Stories of Bad Medical Advice
The following are stories of real life survivors of brain injury. Clicking on the titles will take you to their actual story.
Seizures: People think of seizures as the profound shaking and foaming at the mouth that does occur with a grand mal seizure and such seizure is a significant risk from a coma injury. Yet seizures come in many other varieties as well, including what are called “absence spells” where a person seemingly fully conscious and aware, loses time, gets lost confused, with no recollection of what occurred. See http://www.epilepsy.com/epilepsy/Types_seizures That has happen to Betty, although not with the frequency it did in the early years of her recovery.
Emerging from her coma was nothing like one would see on television. For her it was slow and unpredictable process. Making the coma more difficult for her mother was that the information she needed wasn’t forthcoming from the doctors. Worse, an intern stepped in and told the family they should consider removing life support, even though that was not the treating physicians opinion. When the neurosurgeon learned of the interns actions, he quickly reversed this advice he got more actively involved, telling the family that at nine days it was way too early to give up hope of emergence.
DJ talks about the poor treatment and advice that was given to his doctors: “The next three months I was sent to two three neurosurgeons, none of which checked the shunt’s programming, however Communicare kept reporting that the valve setting was checked and found to be with the setting it was supposed to be. NO, no it wasn’t. I made It clear that I needed my records. That opened up my whole world and to this day I know more about my brain injury than my current set of doctors. The shunt can be Magnetic Resonance Image, but there must be an immediate follow up after the MR scan to check to see if the magnets changed the valve setting. “
“I told them about my background. I was in “like I tell all the people that are going to hire me ” car accident, coma; I’m on medications. At that time my second psychiatrist, who is actually, well I won’t go that far, you know, but he didn’t understand. They just treated the symptoms. They didn’t treat the causes.” Michael’s failure to get proper brain injury care from a psychiatrist is more the rule than the exception. To get a feel for how far behind brain injury science psychiatry is, all one needs to do is look at the still considered a “research” definition that the DSM-IV contains for Post Concussion Syndrome. In the American Psychiatric Associations Manual of Mental Disorders, a loss of consciousness of greater than five minutes is a prerequisite for a finding of PCS.

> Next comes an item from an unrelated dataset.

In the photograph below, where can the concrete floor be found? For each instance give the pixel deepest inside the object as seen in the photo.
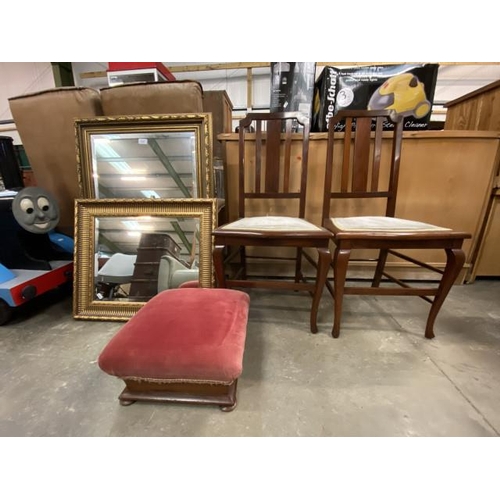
(380, 378)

But for all the miracles, neurosurgeons are lousy fortune tellers. There is no science which can tell us who will awake, who will not. Until a coma has persisted for significantly more than a month, the wives, the mom’s, should continue to insist that there is hope.
Have you had a sleep assessment?: “No, I was told that, uh, it wouldn’t do much good.” Who told you that?: “Uh, the physician. It was the physician that I go to (family practice). He said that a sleep study would be for sleep apnea, other things but for a brain injury it wouldn’t tell us much of anything.” This highlights a major problem in the gatekeeping role that insurance companies have now placed on family practice doctors. They simply do not have the experience or expertise to be making these kind of decisions, particularly with an injury as serious or complicated as a severe pediatric brain injury. While sleep may not explain all of her fatigue issues, it needs to be evaluated. Fatigue after TBI can come as a result of how hard she has to concentrate to do anything, but there can be no doubt that a poor night’s sleep puts her behind from the beginning of any day.
He comes home, after a week, and there’s a crisis. Tell me what happened.: “I did not even want him to come home, at that point. I could tell he was getting worse, the last few days in the hospital, but I didn’t know why. I didn’t know what. I had significant disagreements with the staff, medical staff taking care of him; and despite all of my efforts, they still
insisted that he come home.”
At a time the brain is in the deepest crisis, in a struggle between recovery and decompensation, care may be denied because the brain isn’t fit enough to handle a predetermined amount of rehabilitation. That was the justification for keeping Rita “parked” on a floor, only one flight of stairs away from talented therapists who were not overworked.
And they didn’t want to see her while she was the most severe, most grave?: “Yeah. You know what he said? He said tell those doctors to do their job. That’s what he said. Tell the doctors here at Community to, to do their job.And you know what? They were trying to do their job. The one main doctor that’s on staff here, she’s the doctor on staff. She doesn’t have an office anywhere. She’s the doctor for this hospital. She had every kind of doctor possible coming in with doing all these tests trying to figure out what was wrong with her, and basically, it was a urinary tract infection, which she had at Bayfront, which we knew.”